Carl Vaugoin (born July 8, 1873 in Vienna ; † June 10, 1949 in Krems an der Donau , Lower Austria ) was an Austrian state official, politician of the Christian Social Party and from 1930 to 1933 its party chairman.


Carl Vaugoin laying the foundation stone for the barracks in Pinkafeld on July 21, 1929

Born as the son of a jeweler and a Viennese city councilor, Vaugoin aspired to become a professional officer after completing his year as a one-year volunteer in 1894, but was found unfit for military service and decommissioned in 1899. Since 1898 active in the accounting service of the Lower Austrian provincial government , he joined the Christian Social Party (CS) almost at the same time , which he represented on the Vienna City Council from 1912 to 1920 .

During the First World War , Vaugoin headed two stage train workshops after a short front-line deployment and was most recently Rittmeister.
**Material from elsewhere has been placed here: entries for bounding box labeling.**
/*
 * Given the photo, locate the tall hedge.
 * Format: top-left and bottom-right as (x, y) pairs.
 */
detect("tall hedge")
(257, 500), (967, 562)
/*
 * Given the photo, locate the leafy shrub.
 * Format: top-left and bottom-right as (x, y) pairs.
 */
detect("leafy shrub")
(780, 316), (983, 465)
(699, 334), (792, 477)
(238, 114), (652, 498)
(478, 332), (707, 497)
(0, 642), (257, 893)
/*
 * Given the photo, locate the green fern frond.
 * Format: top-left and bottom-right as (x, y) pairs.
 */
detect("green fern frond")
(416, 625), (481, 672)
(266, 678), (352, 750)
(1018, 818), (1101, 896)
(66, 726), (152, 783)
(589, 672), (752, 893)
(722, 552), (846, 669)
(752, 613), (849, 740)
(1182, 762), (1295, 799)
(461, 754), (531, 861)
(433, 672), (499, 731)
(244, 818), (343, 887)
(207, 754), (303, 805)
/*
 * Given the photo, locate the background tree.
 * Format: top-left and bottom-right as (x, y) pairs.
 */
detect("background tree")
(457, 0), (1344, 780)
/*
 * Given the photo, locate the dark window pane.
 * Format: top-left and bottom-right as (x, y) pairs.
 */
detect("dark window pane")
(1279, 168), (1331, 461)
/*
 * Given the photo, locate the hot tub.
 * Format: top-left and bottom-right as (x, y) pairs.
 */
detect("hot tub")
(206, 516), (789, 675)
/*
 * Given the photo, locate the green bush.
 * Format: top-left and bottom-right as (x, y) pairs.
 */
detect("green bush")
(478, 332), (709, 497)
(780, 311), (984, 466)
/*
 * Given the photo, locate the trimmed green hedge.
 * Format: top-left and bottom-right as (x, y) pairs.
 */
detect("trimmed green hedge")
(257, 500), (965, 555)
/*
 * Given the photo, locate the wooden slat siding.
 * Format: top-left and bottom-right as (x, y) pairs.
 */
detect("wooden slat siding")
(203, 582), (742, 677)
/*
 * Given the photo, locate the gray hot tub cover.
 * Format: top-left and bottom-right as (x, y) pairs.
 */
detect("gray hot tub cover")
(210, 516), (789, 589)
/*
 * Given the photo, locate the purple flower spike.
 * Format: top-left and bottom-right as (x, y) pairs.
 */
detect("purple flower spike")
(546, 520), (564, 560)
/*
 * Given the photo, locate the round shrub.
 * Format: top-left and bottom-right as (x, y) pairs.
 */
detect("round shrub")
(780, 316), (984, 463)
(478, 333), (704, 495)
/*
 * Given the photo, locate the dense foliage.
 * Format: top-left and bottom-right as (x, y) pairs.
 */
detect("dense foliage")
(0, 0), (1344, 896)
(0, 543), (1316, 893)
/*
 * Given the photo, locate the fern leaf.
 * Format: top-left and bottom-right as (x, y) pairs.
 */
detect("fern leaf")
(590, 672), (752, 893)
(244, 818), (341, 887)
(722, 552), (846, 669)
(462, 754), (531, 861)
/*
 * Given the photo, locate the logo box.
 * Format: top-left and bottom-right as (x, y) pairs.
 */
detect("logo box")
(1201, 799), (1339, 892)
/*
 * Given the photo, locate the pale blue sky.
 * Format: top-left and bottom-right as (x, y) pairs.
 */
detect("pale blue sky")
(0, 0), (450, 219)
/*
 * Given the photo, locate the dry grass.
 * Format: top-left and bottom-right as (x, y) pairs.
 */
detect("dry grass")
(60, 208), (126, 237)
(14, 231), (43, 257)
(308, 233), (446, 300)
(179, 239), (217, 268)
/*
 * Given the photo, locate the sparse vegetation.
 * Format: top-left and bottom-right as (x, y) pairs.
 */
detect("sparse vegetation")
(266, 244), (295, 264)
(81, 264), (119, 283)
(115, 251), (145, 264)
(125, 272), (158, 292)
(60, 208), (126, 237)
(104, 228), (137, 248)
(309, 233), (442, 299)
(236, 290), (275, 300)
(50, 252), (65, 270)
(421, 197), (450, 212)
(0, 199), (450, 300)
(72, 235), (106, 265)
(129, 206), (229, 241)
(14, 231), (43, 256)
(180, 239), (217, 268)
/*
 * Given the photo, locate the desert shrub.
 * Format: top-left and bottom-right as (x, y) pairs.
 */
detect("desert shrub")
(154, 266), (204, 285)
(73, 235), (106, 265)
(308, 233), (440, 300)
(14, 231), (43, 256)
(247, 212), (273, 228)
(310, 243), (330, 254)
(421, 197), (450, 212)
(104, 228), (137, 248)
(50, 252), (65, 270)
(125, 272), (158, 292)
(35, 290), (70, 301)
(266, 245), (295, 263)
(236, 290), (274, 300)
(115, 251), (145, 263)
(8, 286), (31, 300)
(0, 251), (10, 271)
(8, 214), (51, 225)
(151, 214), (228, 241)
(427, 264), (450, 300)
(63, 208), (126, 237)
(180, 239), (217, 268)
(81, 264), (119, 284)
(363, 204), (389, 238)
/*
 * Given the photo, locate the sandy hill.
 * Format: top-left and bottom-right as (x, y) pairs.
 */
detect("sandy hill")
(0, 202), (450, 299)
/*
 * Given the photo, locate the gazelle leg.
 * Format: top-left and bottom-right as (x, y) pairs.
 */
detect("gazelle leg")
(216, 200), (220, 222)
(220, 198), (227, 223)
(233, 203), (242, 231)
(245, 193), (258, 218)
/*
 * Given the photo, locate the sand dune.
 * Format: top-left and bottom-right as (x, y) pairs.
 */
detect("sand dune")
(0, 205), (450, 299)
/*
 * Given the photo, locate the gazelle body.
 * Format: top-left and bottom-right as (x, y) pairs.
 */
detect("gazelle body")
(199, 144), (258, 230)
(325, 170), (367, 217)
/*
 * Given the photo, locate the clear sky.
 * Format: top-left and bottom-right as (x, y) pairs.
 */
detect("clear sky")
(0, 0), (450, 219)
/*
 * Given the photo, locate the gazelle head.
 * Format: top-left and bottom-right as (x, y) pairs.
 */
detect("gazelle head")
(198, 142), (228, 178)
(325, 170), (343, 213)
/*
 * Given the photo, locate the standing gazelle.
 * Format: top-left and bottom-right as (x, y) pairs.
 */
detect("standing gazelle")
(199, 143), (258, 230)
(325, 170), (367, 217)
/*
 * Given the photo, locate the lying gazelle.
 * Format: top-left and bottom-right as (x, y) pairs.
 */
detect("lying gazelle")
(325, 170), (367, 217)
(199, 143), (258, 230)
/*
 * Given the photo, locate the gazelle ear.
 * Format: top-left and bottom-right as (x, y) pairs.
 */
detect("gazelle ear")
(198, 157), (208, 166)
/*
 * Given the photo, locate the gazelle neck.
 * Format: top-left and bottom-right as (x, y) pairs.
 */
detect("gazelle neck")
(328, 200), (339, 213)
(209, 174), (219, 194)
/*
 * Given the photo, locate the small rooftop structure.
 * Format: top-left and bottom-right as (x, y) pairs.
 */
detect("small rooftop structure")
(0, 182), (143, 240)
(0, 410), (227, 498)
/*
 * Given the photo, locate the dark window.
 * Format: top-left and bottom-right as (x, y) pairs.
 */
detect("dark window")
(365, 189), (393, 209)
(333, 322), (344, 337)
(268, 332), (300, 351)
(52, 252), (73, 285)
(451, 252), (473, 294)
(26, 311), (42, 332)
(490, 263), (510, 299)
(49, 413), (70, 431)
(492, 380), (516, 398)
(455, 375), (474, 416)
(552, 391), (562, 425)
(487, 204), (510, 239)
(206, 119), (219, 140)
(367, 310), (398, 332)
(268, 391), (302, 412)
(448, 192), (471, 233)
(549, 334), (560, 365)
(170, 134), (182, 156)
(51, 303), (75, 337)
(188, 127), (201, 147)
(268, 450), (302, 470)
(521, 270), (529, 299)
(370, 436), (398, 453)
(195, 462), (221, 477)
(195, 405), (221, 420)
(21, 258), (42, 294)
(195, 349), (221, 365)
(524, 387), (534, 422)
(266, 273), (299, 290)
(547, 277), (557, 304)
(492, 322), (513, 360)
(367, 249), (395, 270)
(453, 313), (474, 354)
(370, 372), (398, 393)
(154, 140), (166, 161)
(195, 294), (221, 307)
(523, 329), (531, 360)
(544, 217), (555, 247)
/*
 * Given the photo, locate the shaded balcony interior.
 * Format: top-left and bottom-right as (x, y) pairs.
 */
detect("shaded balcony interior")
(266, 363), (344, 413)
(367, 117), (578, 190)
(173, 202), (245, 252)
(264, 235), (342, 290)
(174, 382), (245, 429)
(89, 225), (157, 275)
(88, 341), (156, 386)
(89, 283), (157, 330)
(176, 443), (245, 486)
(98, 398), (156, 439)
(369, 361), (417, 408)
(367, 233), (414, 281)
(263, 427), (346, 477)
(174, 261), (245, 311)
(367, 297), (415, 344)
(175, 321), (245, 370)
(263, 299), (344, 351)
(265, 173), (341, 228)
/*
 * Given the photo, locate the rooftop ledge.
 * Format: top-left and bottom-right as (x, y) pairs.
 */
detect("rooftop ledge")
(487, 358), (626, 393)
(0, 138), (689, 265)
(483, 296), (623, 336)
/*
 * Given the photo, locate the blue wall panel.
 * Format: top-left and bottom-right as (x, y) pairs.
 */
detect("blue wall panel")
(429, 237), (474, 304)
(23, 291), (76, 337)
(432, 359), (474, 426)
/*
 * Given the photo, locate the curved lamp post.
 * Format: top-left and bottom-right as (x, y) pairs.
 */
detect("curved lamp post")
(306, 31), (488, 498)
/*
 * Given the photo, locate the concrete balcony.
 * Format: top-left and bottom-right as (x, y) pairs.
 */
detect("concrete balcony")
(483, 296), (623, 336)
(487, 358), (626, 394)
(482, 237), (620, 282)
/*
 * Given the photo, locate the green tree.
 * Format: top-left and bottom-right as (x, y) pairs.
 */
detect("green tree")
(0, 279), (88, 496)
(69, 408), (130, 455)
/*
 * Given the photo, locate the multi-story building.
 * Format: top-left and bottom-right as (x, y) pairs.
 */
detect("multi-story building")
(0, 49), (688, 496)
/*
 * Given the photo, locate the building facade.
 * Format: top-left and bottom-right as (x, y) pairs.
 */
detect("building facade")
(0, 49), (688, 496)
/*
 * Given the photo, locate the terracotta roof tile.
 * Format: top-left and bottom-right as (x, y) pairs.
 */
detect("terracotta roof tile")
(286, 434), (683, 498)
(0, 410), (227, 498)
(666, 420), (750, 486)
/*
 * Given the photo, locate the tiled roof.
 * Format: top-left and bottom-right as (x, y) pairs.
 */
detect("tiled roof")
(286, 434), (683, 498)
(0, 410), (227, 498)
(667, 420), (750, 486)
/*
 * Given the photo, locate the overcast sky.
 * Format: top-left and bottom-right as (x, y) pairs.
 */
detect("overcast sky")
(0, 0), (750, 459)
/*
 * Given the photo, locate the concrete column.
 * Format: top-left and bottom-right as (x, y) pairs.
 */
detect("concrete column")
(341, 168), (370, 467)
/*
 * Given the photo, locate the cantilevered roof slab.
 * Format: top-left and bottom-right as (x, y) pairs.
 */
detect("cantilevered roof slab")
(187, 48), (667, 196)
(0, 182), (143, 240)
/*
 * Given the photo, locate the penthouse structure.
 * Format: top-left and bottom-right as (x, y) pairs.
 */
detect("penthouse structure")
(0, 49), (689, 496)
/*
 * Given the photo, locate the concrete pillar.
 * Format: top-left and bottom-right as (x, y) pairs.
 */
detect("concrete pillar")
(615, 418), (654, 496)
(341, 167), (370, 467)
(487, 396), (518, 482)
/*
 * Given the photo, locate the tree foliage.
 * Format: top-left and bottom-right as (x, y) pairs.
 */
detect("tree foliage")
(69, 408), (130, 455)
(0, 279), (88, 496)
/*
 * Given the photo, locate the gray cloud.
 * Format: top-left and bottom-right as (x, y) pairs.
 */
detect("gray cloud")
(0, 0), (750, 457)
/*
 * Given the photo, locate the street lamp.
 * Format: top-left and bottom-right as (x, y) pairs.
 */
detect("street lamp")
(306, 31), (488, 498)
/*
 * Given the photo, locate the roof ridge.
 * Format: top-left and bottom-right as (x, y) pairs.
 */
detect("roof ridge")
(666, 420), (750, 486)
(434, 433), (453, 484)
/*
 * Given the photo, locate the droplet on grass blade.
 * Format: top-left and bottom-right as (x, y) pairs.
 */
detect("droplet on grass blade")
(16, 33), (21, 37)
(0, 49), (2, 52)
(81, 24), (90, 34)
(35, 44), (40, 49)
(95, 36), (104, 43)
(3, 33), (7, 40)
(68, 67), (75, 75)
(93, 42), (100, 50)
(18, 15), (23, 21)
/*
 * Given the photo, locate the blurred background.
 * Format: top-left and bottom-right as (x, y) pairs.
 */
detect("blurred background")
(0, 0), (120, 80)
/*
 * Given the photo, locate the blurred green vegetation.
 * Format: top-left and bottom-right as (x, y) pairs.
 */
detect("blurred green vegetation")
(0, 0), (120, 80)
His military service in the quiet alpine town of Scheibbs far from the front later earned him the nickname "General Scheibbs". From 1918 to 1920 he was Vienna City Councilor, from 1920 to 1933 a member of the National Council , from 1921 to 1933 (except for the period from October 7, 1921 to May 30, 1922) in a total of 15 cabinets, Defense Minister , from 1929/30 also Vice Chancellor and from September to December 1930 Austrian Federal Chancellor .

As Defense Minister, it was important to Vaugoin to convert the people's armed forces , which had initially been on the left after 1918, into a politically neutral federal army . Vaugoin acted as a sponsor of section head Robert Hecht , who designed the legal structure for the coup d'état of 1933 ( war-economy enabling law ). In 1930 Vaugoin succeeded Ignaz Seipel as federal party leader of the Christian Social Party.

Vaugoin initially supported the authoritarian course of the corporate state as Army Minister, but due to increasing differences with the Heimwehr he was deported to the Austrian Federal Railways in 1933 and thus politically disempowered.

The Nazis survived Vaugoin in forced stays in central Germany and Thuringia and from 1943 in Litschauer "evasive hospital." Paralyzed due to an illness, he spent the last months of his life in the Dürnstein monastery .

He was a member of the K.Ö.St.V. Rudolfina Wien , then in the CV , today in the ÖCV and member of the K.Ö.St.V. Liechtenstein Vienna in the MKV .


Individual evidence

  1. Jürgen Doll: Theater im Roten Wien: from the social democratic agitprop to the dialectical theater Jura Soyfers . Böhlau, Vienna 1997, ISBN 3-205-98726-8 , p. 115.